For college kids coming back to Kentucky amid COVID-19, the digital divide awaits
The novel coronavirus has shone a spotlight on seemingly incongruous pairings: Healthcare with employment, children’s nutrition with school attendance, and corporate size with access to government assistance. So too should we examine the relationship between internet access and geographic residence. Millions of rural Americans are digitally excluded from an information-rich world. This exclusion is significant for students returning to their rural homes as universities across the country move to online learning. In doing so, the response to coronavirus exposes the nation’s uneven distribution of high-speed internet access and marginalizes students from rural America.
“Digital divide” refers to the growing disparity of access to high-speed internet between underprivileged members of society, specifically those living in rural areas, and wealthier, middle-class Americans living in urban or suburban areas. According to the Federal Communication Commission and Microsoft, Kentucky is one of the worst states for access to high-speed internet and cellular data. But the state is not unique in its short-comings, around 27% of people living in rural America do not have access to minimum speed broadband internet.
On March 10, the president of Harvard University announced the university’s plan to transition to online learning and asked students not to return to campus after spring break. Since then, UK, EKU and WKU have taken similar actions. As a second year law student at Harvard, this decision left me wondering how and if I would be able to complete my coursework from my hometown of Cynthiana, the epicenter of Kentucky’s coronavirus outbreak. Like many of my classmates, I would love to be with family during this uneasy time but Cynthiana, like many areas from rural Kentucky, is a victim of the digital divide.

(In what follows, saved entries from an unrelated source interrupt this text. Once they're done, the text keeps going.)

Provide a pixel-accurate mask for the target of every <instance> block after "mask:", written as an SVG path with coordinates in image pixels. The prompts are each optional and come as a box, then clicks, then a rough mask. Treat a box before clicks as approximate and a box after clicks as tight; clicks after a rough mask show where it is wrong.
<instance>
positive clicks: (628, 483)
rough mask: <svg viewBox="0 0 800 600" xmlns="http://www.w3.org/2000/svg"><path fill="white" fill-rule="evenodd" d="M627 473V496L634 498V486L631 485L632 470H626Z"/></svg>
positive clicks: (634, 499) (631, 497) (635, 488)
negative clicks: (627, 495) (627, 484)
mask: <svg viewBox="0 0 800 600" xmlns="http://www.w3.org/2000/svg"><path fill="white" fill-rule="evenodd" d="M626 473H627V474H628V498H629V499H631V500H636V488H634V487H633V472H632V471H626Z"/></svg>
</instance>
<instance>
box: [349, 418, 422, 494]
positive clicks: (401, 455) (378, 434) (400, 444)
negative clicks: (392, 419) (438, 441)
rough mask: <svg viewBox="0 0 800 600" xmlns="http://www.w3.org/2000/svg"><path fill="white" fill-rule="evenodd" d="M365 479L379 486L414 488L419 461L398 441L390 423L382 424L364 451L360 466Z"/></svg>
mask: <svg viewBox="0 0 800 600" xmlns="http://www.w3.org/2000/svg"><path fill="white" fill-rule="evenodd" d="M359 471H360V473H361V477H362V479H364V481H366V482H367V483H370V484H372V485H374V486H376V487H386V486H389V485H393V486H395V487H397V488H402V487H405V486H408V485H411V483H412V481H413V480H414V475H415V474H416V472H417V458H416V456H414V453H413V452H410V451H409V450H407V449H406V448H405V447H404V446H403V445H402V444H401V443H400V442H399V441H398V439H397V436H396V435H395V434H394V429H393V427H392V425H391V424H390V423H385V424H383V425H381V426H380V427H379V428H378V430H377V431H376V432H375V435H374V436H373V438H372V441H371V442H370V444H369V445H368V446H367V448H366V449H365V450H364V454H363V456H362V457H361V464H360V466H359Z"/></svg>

These sudden shifts to online learning magnify the burdens college students from rural Kentucky experience. For example, Harvard Law is relying exclusively on Zoom, a web-based teleconferencing platform. A functional high-speed internet is required to participate in online lectures, professor’s office hours, or virtual study groups. Yet, students forced to return to their rural homes may not have the internet capabilities for Zoom or similar web-based platforms. This lack of access frustrates the educational experience, may result in a loss of information and leaves students from rural Kentucky at a disadvantage.
The effects of the digital divide extend to K–12 students as well. As Kentucky schools extend their mandated shutdown, the “homework gap”, a term describing the barriers students face when working on homework assignments without a reliable internet source, widens. Students without high-speed internet access may be unable to access essential learning materials or supplemental instructional videos and tutorials. This is disruptive to a child’s formative education. Importantly, for older students, it may reduce their performance on college admission exams.
If we continue to accept remote learning as a sufficient alternative to the classroom, all students must have the internet access necessary to reap the educational benefits. Kentucky has attempted to increase broadband access through the ambitious KentuckyWired initiative, but this has proven costly and ineffective. Fixing the digital divide requires national effort. We need a large-scale investment in rebuilding America’s technological infrastructure. We need federal support of municipalities that seek to resolve the problem on their own, modeling Jackson and Owsley County. Lastly, we need commitments from private internet service providers to offer affordable prices in rural, sparsely dense areas.
As students adjust to these trying and unprecedented times, it’s important we realize not all transitions will be equal. The move to online courses will have a disparate impact on rural Americans, specifically students from rural Kentucky. The coronavirus has exposed the digital divide and it’s time we make a serious commitment to rural Kentuckians – and Americans – to reduce this gap.
Shane Fowler is a student at Harvard Law School. He is a member of the Harvard Legal Aid Bureau, Harvard Black Student Association and Mississippi Delta Project. He graduated from the University of Kentucky in 2015. Shane was born and raised in Cynthiana.